Cuisine. Pourquoi les bouchons sont en liège ?

L’utilisation du bouchon de liège remonte à l’Antiquité où il était utilisé pour obturer les amphores. Avec l’utilisation des tonneaux en bois, il a connu une longue traversée du désert. Il revient avec l’avènement du verre. En France, c’est au XVIIe siècle que le moine Dom Pierre Pérignon décide de l’utiliser avec une form conique pour boucher les bouteilles de champagne. L’industrialisation des bouteilles en verre l’installe définitivement dans le paysage du vin. Mais, concurrencé aujourd’hui par la capsule à vis, le bouchon en liège a de solides atouts.

Potentiel de vieillissement

Si vous gardez votre bouteille moins de deux ans, capsule à vis ou liège ne changeront rien. En revanche, les amateurs de vieux millésimes, ou désireux de voir s’exprimer le potentiel d’un vin de garde, choisiront les bouchons traditionnels. Pourquoi ? Grâce à ses alvéoles, à la présence de polyphénols dans l’écorce du chêne, le liège laisse progressive passer de très faibles quantités d’air. Ce phénomène permet de développer les arômes du vin dans le temps.

Quality techniques

Si les Grecs et les Romains l’avaient adopté pour son élasticité, le bouchon en liège est égallement étanche. À cette imperméabilité s’ajoute la résistance au feu. Sachez aussi que le liège n’attire ni les rongeurs, ni les insectes.

Ecologique

Le bouchon en liège naturel est aussi plus proche de la nature et des vignes. Un tiers des forêts de chêne-liège (quercus suber) s’étend sur 736 000 ha au Portugal. La récolte se déroule de mai à juillet, lorsque l’arbre commence à transpirer, facilitant ainsi le décollement de l’écorce. Une fois le strip-tease achevé, sur la partie centrale seulement, l’arbre va mettre au moins neuf ans avant de reconstituer une couche de liège exploitable. 30 % seulement de la récolte finira en bouchons, le reste en produits dérivés ou d’isolation.

Le goût de bouchon

Cauchemar du vigneron, hantise du collectionneur de grands crus, le goût de bouchon s’invite parfois à table. Pour éviter la soupe à la grimace, les bouchonniers mettent les bouchées doubles pour lutter contre le trichloroanisole. Plus communément appelé TCA, cette molécule rend le vin impropre au bon goût. Le groupe portugais Amorim, leader mondial du secteur, a mis au point le premier bouchon en liège naturel garanti sans TCA relargable.

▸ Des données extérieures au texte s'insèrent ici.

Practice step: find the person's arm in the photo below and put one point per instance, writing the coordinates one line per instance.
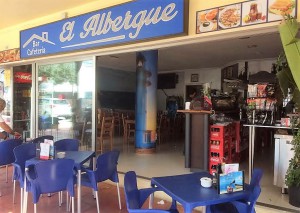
(7, 129)
(3, 136)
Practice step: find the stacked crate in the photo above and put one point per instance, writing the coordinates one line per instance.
(224, 144)
(220, 142)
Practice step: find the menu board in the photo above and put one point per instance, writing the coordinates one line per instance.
(244, 14)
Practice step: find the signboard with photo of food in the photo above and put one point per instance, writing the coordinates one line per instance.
(207, 20)
(244, 14)
(229, 16)
(254, 12)
(279, 8)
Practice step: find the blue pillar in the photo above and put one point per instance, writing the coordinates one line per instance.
(145, 109)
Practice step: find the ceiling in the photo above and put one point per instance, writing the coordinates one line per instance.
(216, 53)
(199, 55)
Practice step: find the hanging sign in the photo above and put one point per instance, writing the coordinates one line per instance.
(133, 21)
(22, 77)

Les alternatives au bouchon

En Autriche et en Allemagne, même sur des vins à plus de 50 € la bouteille, la capsule à vis capte 80 % du marché. En Suisse, elle s’arroge 60 % du marché. Trois bonnes raisons pour expliquer cet engouement : pas de goût de bouchon ; facile à déboucher et la possibilité de stocker les bouteilles debout. En revanche, impossible d’imaginer une garde au-delà de deux ans.

Fabriqués à partir de dérivés de la canne à sucre bio, les bouchons “plant cork” concilient la garde, les performances (tout en évitant le TCA) et le développement durable.

Plus récent, élégant et esthétique, le bouchon en verre gagne du terrain. Mais son coût de fabrication élevé le destine aux vins haut de gamme.